Import Multiple txt files and append to 1 table

  • Hello All:

    I'm trying to find the best way to import multiple text files and append them to a table.  I know I can set up a DTS package to import one text file, but I'm not sure how to do it with multiple text files.

    The text files will always have the same names.  Or I could loop through them.  I would like to do this using DTS b/c it is a job I would like to schedule. 

    Does anyone have a sample of code to perform this task?  Am I going in the right direction?

    Any help is greatly appreciated.

    Cleech

  • Sure thing.  Have a look at this article:

    http://www.sqldts.com/default.aspx?246

    (This is much, much easier in 2005 SSIS if you have access to it.)

  • Do all of the files have the same layout?  If so, set up one data transformation task and disable it (right-click on transformation, select Workflow Properties, and click the "Disable this step" box on the Options tab).  Populate a recordset or array that contains all the file paths and then loop through it, updating the source file object's data source and execute the transformation.

     

    Here's an example of the ActiveX script task to do it.  My source file connection object is named "SourceFile" and I've populated a global variable named "FileList" with a list of source files:

     

     Dim objPackage

     Dim objRS

     Dim objFSO

     Dim objFile

     Dim objSourceFile

     Dim objTransformation

     Dim strFileName

     Dim strProcessStartTime

     

     Set objPackage = DTSGlobalVariables.Parent

     Set objSourceFile = objPackage.Connections("SourceFile")
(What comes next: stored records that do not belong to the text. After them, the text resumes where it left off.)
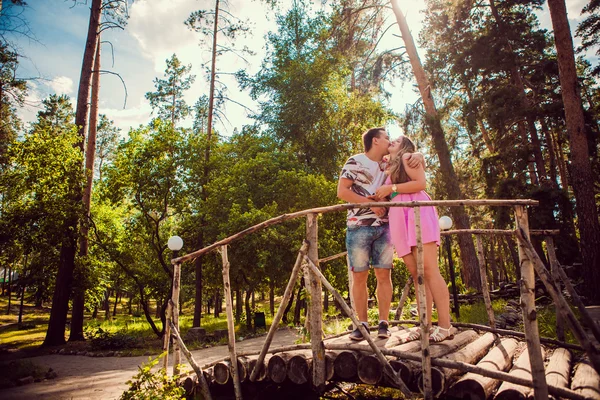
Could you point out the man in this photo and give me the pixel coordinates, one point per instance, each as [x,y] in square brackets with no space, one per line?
[368,234]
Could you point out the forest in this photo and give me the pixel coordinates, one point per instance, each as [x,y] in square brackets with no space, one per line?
[507,110]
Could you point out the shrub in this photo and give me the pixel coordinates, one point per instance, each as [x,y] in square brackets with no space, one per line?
[148,385]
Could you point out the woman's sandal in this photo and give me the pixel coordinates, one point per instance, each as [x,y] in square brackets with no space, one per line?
[414,335]
[441,334]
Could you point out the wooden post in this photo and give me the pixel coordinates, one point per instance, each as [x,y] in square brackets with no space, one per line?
[403,298]
[193,363]
[175,315]
[560,325]
[230,325]
[424,324]
[559,301]
[532,334]
[315,306]
[350,283]
[167,337]
[284,302]
[387,367]
[484,284]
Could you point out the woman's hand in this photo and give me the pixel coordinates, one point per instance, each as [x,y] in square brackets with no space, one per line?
[383,191]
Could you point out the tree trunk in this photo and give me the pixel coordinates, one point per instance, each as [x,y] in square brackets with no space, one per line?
[9,283]
[272,297]
[249,295]
[90,153]
[4,281]
[20,320]
[198,299]
[55,335]
[238,305]
[582,177]
[465,242]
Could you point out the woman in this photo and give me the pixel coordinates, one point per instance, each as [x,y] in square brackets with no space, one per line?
[408,184]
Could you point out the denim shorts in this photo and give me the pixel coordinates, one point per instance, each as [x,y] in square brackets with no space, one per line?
[369,245]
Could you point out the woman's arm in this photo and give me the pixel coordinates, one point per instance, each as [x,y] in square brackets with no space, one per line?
[417,178]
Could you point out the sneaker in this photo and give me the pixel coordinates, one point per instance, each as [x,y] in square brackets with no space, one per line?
[357,334]
[384,330]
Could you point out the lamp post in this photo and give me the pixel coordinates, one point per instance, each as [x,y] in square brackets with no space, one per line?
[175,243]
[445,224]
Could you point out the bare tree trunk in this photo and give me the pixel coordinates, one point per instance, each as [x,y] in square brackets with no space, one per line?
[9,291]
[55,335]
[465,242]
[582,177]
[79,292]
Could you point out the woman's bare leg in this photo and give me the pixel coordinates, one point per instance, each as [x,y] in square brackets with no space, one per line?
[436,284]
[411,263]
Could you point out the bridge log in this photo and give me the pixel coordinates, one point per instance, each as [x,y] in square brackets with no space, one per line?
[473,386]
[558,370]
[221,372]
[441,349]
[521,369]
[261,372]
[345,366]
[370,370]
[298,368]
[277,368]
[586,381]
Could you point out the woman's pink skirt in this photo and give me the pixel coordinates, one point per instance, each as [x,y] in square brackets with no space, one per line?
[402,223]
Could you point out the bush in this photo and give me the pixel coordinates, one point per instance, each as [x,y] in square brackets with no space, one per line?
[104,340]
[148,385]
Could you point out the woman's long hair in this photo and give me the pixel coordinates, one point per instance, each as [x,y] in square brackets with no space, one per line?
[396,169]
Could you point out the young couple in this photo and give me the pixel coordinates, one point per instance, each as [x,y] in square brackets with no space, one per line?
[373,233]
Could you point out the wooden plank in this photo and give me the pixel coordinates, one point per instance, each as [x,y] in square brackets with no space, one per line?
[315,304]
[560,325]
[558,370]
[199,373]
[559,301]
[522,369]
[586,381]
[484,283]
[284,302]
[532,334]
[175,315]
[347,206]
[230,324]
[424,323]
[475,386]
[387,367]
[403,298]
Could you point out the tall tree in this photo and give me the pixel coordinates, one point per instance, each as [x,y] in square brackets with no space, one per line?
[168,98]
[55,335]
[580,166]
[226,27]
[440,145]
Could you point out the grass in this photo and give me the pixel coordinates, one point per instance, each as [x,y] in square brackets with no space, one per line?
[134,334]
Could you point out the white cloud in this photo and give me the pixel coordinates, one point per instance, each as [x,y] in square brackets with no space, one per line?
[61,85]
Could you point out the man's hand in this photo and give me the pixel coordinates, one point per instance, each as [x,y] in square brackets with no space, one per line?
[414,160]
[379,211]
[382,192]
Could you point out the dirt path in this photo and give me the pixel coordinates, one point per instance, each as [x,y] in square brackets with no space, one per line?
[81,377]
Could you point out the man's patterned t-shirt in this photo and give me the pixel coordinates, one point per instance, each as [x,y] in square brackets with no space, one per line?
[366,176]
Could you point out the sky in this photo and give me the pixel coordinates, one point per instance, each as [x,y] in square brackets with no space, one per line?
[154,32]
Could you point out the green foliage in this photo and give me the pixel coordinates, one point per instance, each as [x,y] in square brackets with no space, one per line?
[168,98]
[148,385]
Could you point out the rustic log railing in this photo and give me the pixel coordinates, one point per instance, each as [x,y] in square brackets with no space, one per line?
[308,261]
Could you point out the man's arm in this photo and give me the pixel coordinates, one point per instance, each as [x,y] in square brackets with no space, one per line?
[345,193]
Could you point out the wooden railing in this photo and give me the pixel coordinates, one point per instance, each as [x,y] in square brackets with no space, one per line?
[308,262]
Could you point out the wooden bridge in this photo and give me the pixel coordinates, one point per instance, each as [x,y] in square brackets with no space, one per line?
[479,363]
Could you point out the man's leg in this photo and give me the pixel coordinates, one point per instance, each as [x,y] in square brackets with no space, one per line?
[384,292]
[360,294]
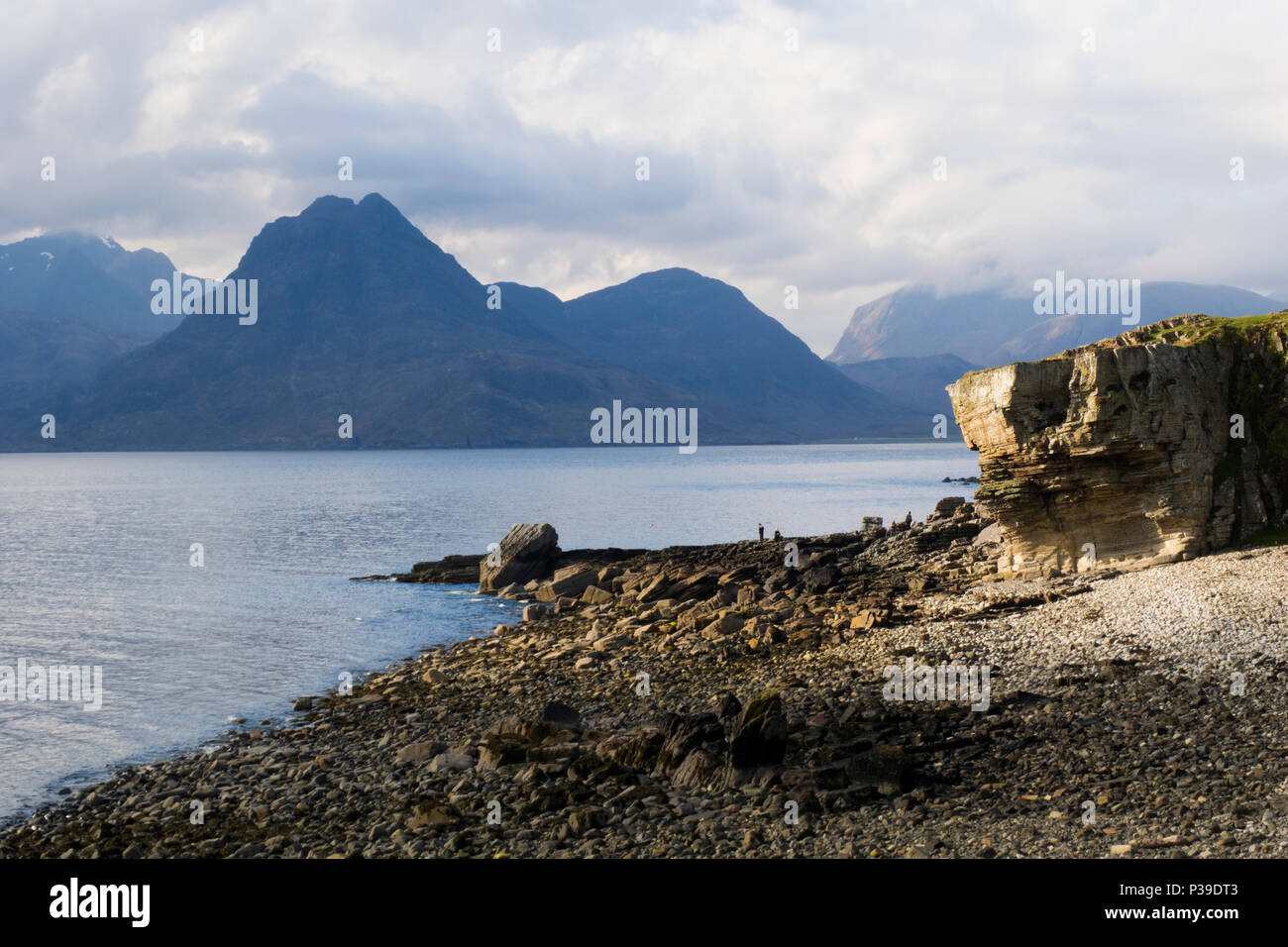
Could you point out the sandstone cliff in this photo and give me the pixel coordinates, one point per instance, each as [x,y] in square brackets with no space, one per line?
[1158,445]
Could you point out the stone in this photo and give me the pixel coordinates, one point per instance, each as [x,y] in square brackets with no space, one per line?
[562,714]
[416,753]
[760,735]
[948,505]
[451,763]
[1121,453]
[593,595]
[528,552]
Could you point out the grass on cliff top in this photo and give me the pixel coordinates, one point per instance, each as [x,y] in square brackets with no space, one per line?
[1199,328]
[1175,330]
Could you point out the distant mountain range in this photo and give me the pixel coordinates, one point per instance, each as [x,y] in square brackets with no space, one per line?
[93,279]
[991,329]
[361,315]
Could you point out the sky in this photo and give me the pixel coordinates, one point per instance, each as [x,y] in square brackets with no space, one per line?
[844,149]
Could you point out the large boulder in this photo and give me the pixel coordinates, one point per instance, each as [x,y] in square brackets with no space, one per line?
[527,552]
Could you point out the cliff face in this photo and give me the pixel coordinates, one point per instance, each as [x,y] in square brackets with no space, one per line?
[1128,445]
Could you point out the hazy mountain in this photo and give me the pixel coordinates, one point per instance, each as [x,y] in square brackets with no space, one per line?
[991,329]
[42,355]
[88,278]
[360,313]
[703,337]
[917,382]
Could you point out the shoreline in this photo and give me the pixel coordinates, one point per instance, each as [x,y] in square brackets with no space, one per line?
[763,702]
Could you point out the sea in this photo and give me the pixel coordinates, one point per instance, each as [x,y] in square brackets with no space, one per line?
[209,589]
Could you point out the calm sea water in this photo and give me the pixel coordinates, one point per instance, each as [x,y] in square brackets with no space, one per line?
[95,566]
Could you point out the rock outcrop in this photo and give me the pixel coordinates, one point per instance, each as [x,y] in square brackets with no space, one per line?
[1158,445]
[527,552]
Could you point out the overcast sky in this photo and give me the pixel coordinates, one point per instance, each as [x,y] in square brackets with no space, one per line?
[1103,154]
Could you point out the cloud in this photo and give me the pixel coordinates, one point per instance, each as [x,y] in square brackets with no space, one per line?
[769,166]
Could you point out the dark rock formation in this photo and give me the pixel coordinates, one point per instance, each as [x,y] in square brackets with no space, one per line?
[527,552]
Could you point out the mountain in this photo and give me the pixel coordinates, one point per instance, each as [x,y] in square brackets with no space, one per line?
[702,335]
[89,278]
[993,329]
[360,313]
[917,382]
[43,355]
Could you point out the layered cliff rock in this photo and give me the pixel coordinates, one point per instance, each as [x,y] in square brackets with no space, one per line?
[1158,445]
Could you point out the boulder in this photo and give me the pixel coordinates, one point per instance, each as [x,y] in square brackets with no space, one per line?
[593,595]
[760,735]
[1162,444]
[527,553]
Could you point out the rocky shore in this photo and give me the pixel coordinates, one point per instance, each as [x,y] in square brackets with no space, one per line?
[735,701]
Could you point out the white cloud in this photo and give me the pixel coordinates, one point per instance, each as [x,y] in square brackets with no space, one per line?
[768,166]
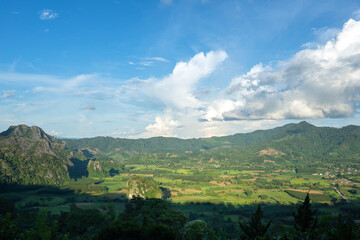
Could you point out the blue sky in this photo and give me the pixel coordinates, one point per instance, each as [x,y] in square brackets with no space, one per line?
[183,68]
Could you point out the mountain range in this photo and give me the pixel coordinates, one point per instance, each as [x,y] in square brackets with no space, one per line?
[30,156]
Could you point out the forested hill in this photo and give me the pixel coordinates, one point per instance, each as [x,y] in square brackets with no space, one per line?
[307,135]
[29,155]
[51,160]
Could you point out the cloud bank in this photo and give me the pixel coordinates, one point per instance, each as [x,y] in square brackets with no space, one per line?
[320,82]
[48,14]
[315,83]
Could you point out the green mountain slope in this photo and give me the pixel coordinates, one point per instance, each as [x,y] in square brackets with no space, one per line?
[29,156]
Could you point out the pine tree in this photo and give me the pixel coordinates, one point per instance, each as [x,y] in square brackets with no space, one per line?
[255,229]
[305,220]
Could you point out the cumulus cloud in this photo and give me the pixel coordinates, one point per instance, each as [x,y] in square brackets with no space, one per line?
[89,107]
[163,126]
[356,14]
[166,2]
[8,94]
[315,83]
[177,89]
[322,35]
[48,14]
[160,59]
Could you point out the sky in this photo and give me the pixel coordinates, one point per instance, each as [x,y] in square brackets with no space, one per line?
[178,68]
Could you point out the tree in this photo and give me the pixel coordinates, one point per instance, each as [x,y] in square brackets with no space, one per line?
[305,220]
[9,229]
[255,229]
[197,230]
[345,229]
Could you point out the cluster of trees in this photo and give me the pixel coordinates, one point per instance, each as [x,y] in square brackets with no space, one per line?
[156,219]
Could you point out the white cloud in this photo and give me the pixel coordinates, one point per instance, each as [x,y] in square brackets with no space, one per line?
[89,107]
[166,2]
[8,94]
[177,89]
[160,59]
[322,35]
[356,15]
[163,126]
[315,83]
[48,14]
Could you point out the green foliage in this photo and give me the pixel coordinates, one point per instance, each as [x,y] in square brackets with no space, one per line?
[344,229]
[305,220]
[314,197]
[9,228]
[143,187]
[197,230]
[255,229]
[43,229]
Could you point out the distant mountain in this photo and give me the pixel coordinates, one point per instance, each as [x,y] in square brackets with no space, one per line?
[28,155]
[302,133]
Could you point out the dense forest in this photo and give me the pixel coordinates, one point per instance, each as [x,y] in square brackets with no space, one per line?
[257,185]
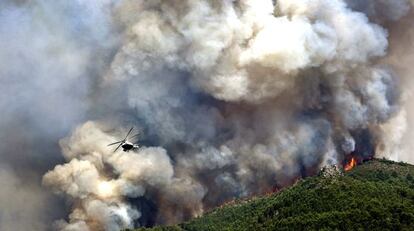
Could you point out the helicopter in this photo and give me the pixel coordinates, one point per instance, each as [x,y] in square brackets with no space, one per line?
[125,144]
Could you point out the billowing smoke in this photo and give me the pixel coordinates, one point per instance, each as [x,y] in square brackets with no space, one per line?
[231,98]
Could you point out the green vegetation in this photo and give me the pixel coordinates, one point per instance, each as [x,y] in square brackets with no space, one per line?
[378,195]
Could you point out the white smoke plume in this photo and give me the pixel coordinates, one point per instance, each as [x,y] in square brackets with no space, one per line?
[231,98]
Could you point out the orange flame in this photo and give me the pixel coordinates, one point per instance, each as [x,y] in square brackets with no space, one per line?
[351,164]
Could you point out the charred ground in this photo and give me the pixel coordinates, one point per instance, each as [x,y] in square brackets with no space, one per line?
[377,195]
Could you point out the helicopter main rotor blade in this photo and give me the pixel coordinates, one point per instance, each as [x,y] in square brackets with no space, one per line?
[130,130]
[115,143]
[116,149]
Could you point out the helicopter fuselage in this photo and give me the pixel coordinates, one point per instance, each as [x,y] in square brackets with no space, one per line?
[127,146]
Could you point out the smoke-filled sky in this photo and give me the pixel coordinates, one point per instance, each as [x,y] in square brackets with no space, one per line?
[232,98]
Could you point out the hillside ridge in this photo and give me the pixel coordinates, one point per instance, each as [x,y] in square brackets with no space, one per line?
[377,195]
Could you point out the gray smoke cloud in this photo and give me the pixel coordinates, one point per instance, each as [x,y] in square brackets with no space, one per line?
[231,98]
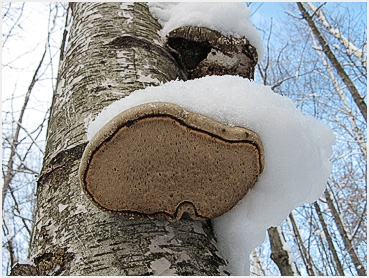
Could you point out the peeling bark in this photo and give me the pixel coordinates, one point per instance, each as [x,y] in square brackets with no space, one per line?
[113,49]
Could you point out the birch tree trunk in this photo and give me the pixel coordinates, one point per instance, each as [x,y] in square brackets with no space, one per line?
[113,49]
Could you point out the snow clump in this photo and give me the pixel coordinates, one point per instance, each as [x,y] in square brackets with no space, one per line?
[229,18]
[297,150]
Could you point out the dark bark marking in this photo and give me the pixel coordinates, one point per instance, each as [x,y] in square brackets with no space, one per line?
[55,263]
[61,161]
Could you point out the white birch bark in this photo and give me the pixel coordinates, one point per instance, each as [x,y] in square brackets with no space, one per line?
[350,47]
[113,49]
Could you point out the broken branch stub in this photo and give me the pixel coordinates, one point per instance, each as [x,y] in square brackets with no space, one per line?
[202,51]
[157,160]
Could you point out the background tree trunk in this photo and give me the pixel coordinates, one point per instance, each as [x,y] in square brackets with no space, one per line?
[280,255]
[113,49]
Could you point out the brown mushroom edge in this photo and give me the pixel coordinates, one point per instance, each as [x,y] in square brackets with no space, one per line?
[159,161]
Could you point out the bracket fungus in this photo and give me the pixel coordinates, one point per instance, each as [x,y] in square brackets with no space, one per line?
[159,161]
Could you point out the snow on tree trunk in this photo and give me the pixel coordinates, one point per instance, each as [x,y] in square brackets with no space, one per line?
[113,49]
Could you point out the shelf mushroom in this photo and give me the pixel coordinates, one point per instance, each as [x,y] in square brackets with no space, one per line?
[158,160]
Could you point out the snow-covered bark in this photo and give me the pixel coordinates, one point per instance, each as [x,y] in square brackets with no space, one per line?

     Set objTransformation = objPackage.Steps("DTSStep_DTSDataPumpTask_1")

     '  loop through FileList recordset.  Use the variable value to check for a file's existance.

     '  If the file exists and it contains data, set the source of text file object to the file's path and execute the transformation.

     Set objRS = DTSGlobalVariables("FileList").Value

     With objRS

      Do Until .EOF

       strFileName = .Fields(1).Value

       If objFSO.FileExists(strFileName) Then

        Set objFile = objFSO.GetFile(strFileName)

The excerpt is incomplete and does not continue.